The OpenCL Memory Model¶
The OpenCL 1.1 specification https://www.khronos.org/registry/cl/specs/opencl-1.1.pdf available from Khronos defines a memory model in Section 3.3. Please refer to the specification for details on these memory regions and how they relate to work-items, work-groups, and kernels. This document will focus on the mapping of the OpenCL memory model to TI devices. There are four virtual memory regions defined.
- Global Memory
This memory region contains global buffers and is the primary conduit for data transfers from the host A15 CPUs to/from the C66 DSPs. This region will also contain OpenCL C program code that will be executed on the C66 DSPs. For this OpenCL implementation, global memory by default maps to the portion of DDR3 partitioned as CMEM contiguous memory.

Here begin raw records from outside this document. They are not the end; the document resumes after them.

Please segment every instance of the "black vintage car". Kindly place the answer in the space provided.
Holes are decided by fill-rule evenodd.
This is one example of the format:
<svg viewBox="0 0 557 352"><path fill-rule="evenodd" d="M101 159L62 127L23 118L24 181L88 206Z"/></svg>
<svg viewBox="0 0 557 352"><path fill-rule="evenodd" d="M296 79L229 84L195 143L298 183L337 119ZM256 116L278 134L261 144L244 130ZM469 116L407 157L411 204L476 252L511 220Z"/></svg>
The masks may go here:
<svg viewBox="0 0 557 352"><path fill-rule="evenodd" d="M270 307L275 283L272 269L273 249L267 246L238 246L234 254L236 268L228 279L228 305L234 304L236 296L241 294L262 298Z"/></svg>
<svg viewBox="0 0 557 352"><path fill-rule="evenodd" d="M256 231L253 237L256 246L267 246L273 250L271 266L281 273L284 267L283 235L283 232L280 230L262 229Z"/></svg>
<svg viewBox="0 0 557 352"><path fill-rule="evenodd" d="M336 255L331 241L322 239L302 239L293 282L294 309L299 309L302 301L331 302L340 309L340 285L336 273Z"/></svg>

On K2x devices, MSMC memory is also available as global memory and buffers can be defined to reside in this memory instead of DDR3 through an OpenCL API extension specific to TI. This mechanism will be described in a later section that details handling of the OpenCL buffer creation flags.
- Constant Memory
- This memory region contains content that remains constant during the execution of a kernel. OpenCL C program code and constant data defined in that code would be placed in this region. For this implementation, constant memory is mapped to the portion of DDR3 partitioned as CMEM contiguous memory.
- Local Memory
- The local memory region is not defined by the spec to be accessible from the host (ARM A15 cores). This memory is local to a work group. It can be viewed as a core local scratchpad memory and in fact for this implementation it is mapped to L2 that is reserved for this purpose. The use case for local memory is for an OpenCL work-group to migrate a portion of a global buffer to/from a local buffer for performance reasons. This use case is optional for users as access to global buffers in DDR will be cached in both the L2 cache and the L1D cache on the C66 DSPs. However, performance can often be improved by taking the extra step in OpenCL C programs to manage local memory as a scratchpad.
- Private Memory
- This memory region is for values that are private to a work-item. These values are typically allocated to registers in the C66 DSP core. Sometimes it may be necessary for these values to exist in memory. In these cases the values are stored on the C66 DSP stack, which resides in the reserved portion of the L2 memory.